During their Tuesday meeting, the Spokane County Commissioners voted to purchase 350 beds, a shower trailer, mobile offices for service providers and lumber to dramatically increase the capacity of the city of Spokane's newest homeless shelter. Commissioners did not discuss how to staff the additional beds, or other costs that could come up with dramatically expanding the size of the Trent shelter.
These, plus existing beds would transform the shelter into a 500-bed congregate facility. Last month the commissioners approved a declaration of emergency, which means they don't have to go through a normal public hearing or competitive bidding process to spend money on Camp Hope issues. This budget request was not on the commissioner’s normal agenda and was requested by a group the Spokane County Sheriff convened to discuss Camp Hope.
Spokane County Commissioner Josh Kerns said the state had “bungled” its response to the camp during the commissioners Tuesday meeting.
“We’ll be the adults in the room, we’ll put up the money and the resources to fix their problem,” he said.
Commissioner Mary Kuney said the funding was needed to keep people from living outdoors in freezing temperatures.
“With the temperatures, with the snow, with the wind that we have had, it is imperative to get people into a safe environment,” she said. “This funding will help do that.”

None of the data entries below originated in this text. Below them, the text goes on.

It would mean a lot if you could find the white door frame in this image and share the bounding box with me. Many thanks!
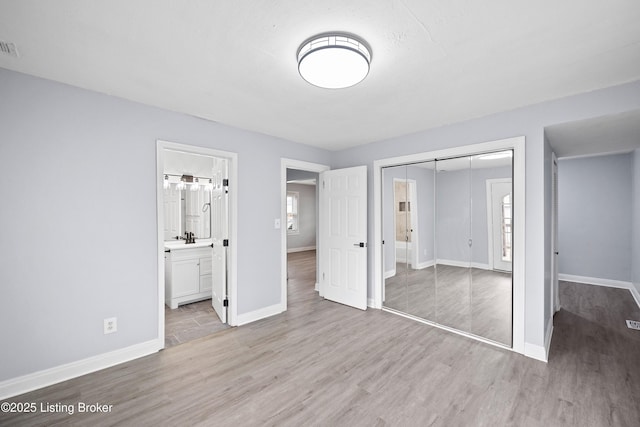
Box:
[373,136,526,354]
[156,139,238,350]
[392,178,420,270]
[280,157,331,311]
[486,178,513,270]
[549,152,560,312]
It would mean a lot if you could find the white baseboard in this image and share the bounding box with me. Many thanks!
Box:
[544,314,553,362]
[287,246,316,254]
[411,259,434,270]
[558,273,632,289]
[236,304,283,326]
[629,286,640,308]
[436,258,491,270]
[0,338,159,400]
[558,273,640,307]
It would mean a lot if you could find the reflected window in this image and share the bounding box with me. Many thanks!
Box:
[502,194,512,262]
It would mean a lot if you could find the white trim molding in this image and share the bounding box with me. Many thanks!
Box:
[372,136,524,354]
[0,339,159,400]
[432,258,491,270]
[238,304,282,326]
[558,273,640,308]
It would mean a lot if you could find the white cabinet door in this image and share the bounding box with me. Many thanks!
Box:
[320,166,367,310]
[171,258,200,298]
[200,257,213,292]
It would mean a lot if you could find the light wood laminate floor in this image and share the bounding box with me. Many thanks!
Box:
[383,263,513,347]
[0,251,640,427]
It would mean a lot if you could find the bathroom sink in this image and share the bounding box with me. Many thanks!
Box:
[164,239,211,250]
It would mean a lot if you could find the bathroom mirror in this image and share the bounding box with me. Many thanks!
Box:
[164,150,220,240]
[164,184,211,240]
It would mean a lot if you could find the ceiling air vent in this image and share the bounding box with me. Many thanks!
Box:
[0,40,18,58]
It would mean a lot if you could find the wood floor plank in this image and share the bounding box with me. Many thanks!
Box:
[0,253,640,427]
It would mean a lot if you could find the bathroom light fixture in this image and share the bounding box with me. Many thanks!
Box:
[478,151,513,160]
[297,33,371,89]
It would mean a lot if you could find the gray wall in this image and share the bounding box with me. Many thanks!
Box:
[287,184,317,250]
[631,148,640,295]
[331,82,640,352]
[558,154,633,282]
[0,63,640,381]
[0,69,330,381]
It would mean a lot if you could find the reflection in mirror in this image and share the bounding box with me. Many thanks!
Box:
[382,150,513,346]
[436,157,471,332]
[382,165,411,313]
[406,162,436,321]
[471,150,513,346]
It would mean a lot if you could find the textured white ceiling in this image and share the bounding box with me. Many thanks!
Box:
[544,111,640,158]
[0,0,640,150]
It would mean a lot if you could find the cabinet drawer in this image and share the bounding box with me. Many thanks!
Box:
[200,274,213,292]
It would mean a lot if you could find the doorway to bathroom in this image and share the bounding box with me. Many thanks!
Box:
[157,141,237,348]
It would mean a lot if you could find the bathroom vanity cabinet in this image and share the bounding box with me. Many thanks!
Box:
[164,243,213,309]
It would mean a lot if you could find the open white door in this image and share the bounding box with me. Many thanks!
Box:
[211,159,229,323]
[320,166,367,310]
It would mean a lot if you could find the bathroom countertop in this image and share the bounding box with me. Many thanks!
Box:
[164,239,211,251]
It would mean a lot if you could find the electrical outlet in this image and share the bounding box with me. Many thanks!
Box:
[104,317,118,335]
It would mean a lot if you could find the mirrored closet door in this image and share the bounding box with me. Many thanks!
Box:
[382,150,513,347]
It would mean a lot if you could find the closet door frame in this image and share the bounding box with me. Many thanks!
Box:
[372,136,526,354]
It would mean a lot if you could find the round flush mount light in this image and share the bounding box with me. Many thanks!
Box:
[298,33,371,89]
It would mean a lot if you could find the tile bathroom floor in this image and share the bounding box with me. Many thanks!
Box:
[164,299,230,348]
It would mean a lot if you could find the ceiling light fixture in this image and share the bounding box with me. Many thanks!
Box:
[298,33,371,89]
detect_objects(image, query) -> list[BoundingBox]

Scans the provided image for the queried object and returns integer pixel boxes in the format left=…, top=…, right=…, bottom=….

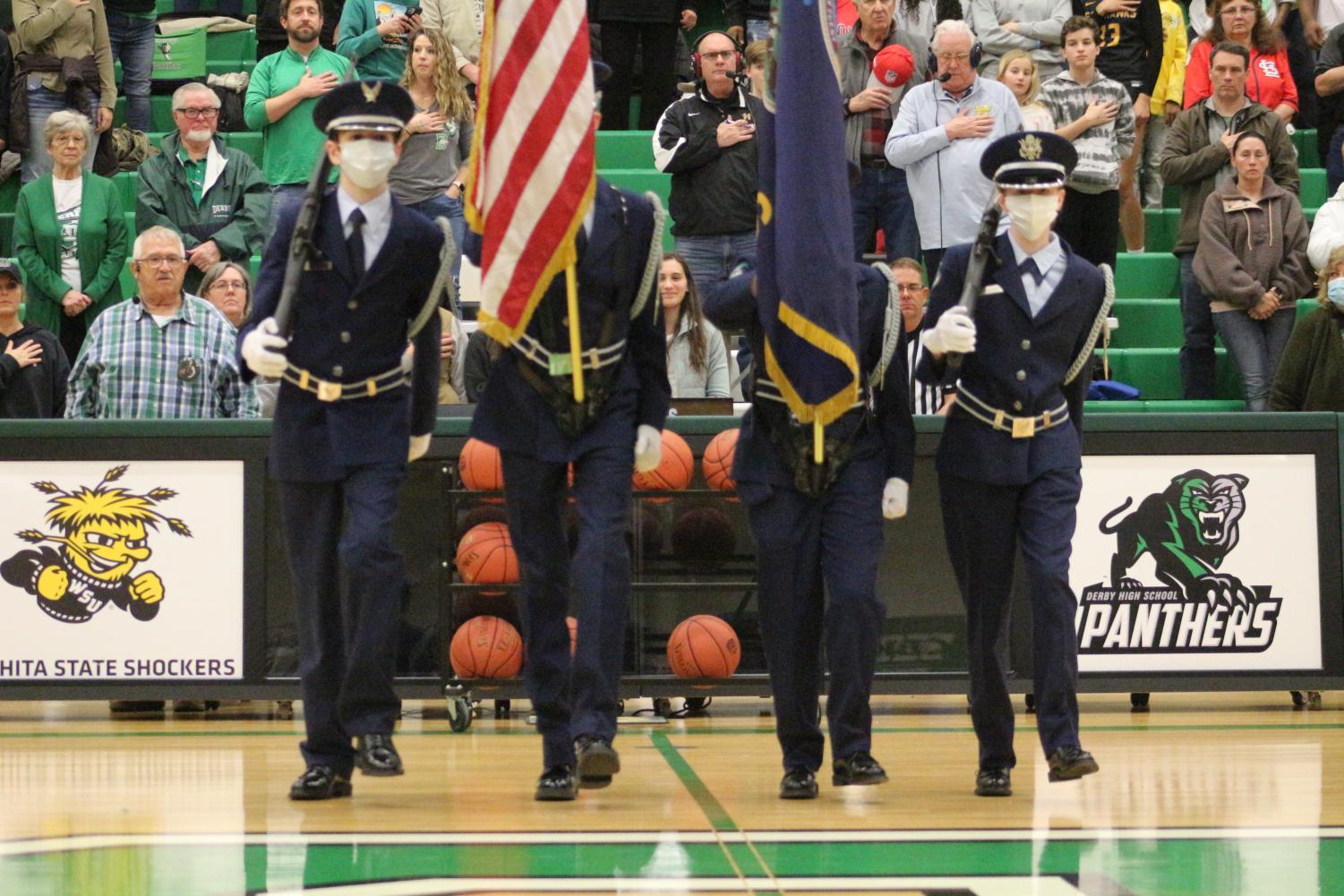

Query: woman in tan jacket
left=1194, top=131, right=1313, bottom=411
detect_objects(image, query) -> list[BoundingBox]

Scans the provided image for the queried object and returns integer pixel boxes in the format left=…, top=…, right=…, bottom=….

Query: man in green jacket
left=136, top=83, right=270, bottom=293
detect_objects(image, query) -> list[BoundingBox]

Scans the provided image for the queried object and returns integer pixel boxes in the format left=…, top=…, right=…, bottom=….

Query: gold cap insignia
left=1017, top=134, right=1043, bottom=161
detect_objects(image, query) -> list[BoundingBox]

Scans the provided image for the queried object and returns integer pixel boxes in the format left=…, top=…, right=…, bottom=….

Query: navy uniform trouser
left=738, top=458, right=887, bottom=771
left=501, top=440, right=634, bottom=767
left=938, top=469, right=1082, bottom=768
left=278, top=464, right=406, bottom=773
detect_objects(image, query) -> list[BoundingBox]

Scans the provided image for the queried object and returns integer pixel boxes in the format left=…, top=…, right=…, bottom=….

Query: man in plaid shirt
left=66, top=227, right=260, bottom=419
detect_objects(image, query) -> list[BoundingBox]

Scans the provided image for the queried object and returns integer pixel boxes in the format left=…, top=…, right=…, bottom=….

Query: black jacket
left=653, top=85, right=765, bottom=236
left=0, top=324, right=70, bottom=421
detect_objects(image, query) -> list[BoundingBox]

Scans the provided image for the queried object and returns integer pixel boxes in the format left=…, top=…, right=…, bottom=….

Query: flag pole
left=564, top=262, right=583, bottom=403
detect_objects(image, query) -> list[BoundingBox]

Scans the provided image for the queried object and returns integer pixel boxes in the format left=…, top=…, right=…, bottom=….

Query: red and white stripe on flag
left=467, top=0, right=595, bottom=346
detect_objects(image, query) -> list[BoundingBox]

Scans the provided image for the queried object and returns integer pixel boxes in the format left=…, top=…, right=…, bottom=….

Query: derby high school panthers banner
left=0, top=461, right=244, bottom=681
left=1070, top=454, right=1321, bottom=671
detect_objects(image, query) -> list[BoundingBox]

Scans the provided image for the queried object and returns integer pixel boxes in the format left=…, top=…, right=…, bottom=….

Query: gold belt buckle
left=317, top=380, right=340, bottom=402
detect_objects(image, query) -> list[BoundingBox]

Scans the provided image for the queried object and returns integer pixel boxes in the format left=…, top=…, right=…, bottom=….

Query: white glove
left=634, top=423, right=663, bottom=473
left=244, top=317, right=289, bottom=378
left=882, top=475, right=910, bottom=520
left=920, top=305, right=976, bottom=354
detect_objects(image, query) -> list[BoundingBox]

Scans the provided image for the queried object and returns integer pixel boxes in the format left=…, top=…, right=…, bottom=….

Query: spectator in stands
left=136, top=82, right=270, bottom=293
left=244, top=0, right=349, bottom=222
left=13, top=110, right=126, bottom=359
left=0, top=258, right=70, bottom=421
left=968, top=0, right=1071, bottom=81
left=1040, top=16, right=1146, bottom=270
left=891, top=258, right=955, bottom=414
left=886, top=19, right=1022, bottom=271
left=653, top=31, right=765, bottom=292
left=11, top=0, right=117, bottom=183
left=1138, top=0, right=1186, bottom=209
left=839, top=0, right=929, bottom=260
left=602, top=0, right=704, bottom=131
left=387, top=29, right=475, bottom=277
left=998, top=50, right=1055, bottom=131
left=336, top=0, right=421, bottom=81
left=1161, top=42, right=1298, bottom=399
left=66, top=227, right=258, bottom=419
left=1184, top=0, right=1297, bottom=123
left=102, top=0, right=158, bottom=131
left=1315, top=24, right=1344, bottom=196
left=1194, top=132, right=1312, bottom=411
left=1269, top=246, right=1344, bottom=413
left=421, top=0, right=481, bottom=85
left=658, top=248, right=732, bottom=397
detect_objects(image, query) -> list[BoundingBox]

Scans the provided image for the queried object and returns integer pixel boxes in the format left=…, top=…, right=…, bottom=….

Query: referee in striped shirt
left=891, top=258, right=955, bottom=414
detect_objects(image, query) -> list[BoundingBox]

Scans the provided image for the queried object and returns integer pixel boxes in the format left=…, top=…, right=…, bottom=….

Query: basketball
left=668, top=615, right=742, bottom=678
left=457, top=439, right=504, bottom=491
left=634, top=430, right=695, bottom=501
left=457, top=523, right=518, bottom=585
left=700, top=427, right=740, bottom=491
left=448, top=617, right=523, bottom=678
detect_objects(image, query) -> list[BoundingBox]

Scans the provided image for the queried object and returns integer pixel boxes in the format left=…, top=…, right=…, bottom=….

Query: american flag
left=467, top=0, right=596, bottom=346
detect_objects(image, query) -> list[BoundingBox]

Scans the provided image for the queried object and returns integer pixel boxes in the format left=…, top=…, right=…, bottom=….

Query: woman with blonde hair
left=387, top=29, right=475, bottom=277
left=998, top=50, right=1055, bottom=131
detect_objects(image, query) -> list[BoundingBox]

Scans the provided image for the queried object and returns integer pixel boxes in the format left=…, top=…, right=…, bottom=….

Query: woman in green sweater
left=1269, top=246, right=1344, bottom=411
left=13, top=110, right=126, bottom=360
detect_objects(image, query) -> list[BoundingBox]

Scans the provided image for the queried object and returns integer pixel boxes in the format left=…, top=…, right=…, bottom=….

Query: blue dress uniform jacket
left=465, top=179, right=672, bottom=462
left=915, top=234, right=1106, bottom=485
left=238, top=191, right=443, bottom=482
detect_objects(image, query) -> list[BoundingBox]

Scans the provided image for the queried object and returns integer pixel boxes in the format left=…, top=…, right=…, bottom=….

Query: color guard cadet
left=238, top=81, right=443, bottom=799
left=918, top=132, right=1110, bottom=797
left=705, top=265, right=915, bottom=799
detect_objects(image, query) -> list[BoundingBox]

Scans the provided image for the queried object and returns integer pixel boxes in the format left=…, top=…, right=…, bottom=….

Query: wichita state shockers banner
left=1070, top=454, right=1321, bottom=671
left=0, top=461, right=244, bottom=681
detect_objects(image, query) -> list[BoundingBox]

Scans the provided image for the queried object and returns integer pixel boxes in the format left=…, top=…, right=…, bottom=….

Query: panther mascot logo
left=0, top=466, right=191, bottom=623
left=1100, top=470, right=1255, bottom=607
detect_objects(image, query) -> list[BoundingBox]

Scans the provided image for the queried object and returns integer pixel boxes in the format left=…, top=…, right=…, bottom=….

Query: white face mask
left=1006, top=192, right=1059, bottom=239
left=340, top=140, right=397, bottom=190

Spokane County Commissioner Al French said the estimated half a million-dollar expansion will be paid for with county mental health sales tax funds.
"A lot of these individuals that are located at Camp Hope are either experiencing addiction problems or mental health challenges, so this is an appropriate use for those sales tax dollars," he said. "If for some reason, it was determined there might be other demands that go beyond the authorization of the sales tax dollars, then I think the county would probably look at using either general fund dollars, or some other funding source that might be available."
He said he was also hopeful the county might win its lawsuit against the state, which asked a judge to declare the site a chronic nuisance and reimburse the county for the cost of responding to the camp.
French said the county will likely have the supplies purchased and set up by December, which may impact the region's timeline for attempting to clear the camp. Local leaders initially said everyone must leave by November 10, and then November 15.
Camp Hope is roughly a 460-person homeless encampment next to I-90 on Washington State Transportation land. State agencies have their own $24 million-dollar lawmaker mandated plan to house those residents running to parallel to the city and counties efforts.
In an interview last month, state leaders said local governments mid-November deadline is unrealistic and could result in many camp residents remaining homeless. They said they're efforts, bringing service providers to residents and stabilizing them in a single location will lead to more finding long-term housing.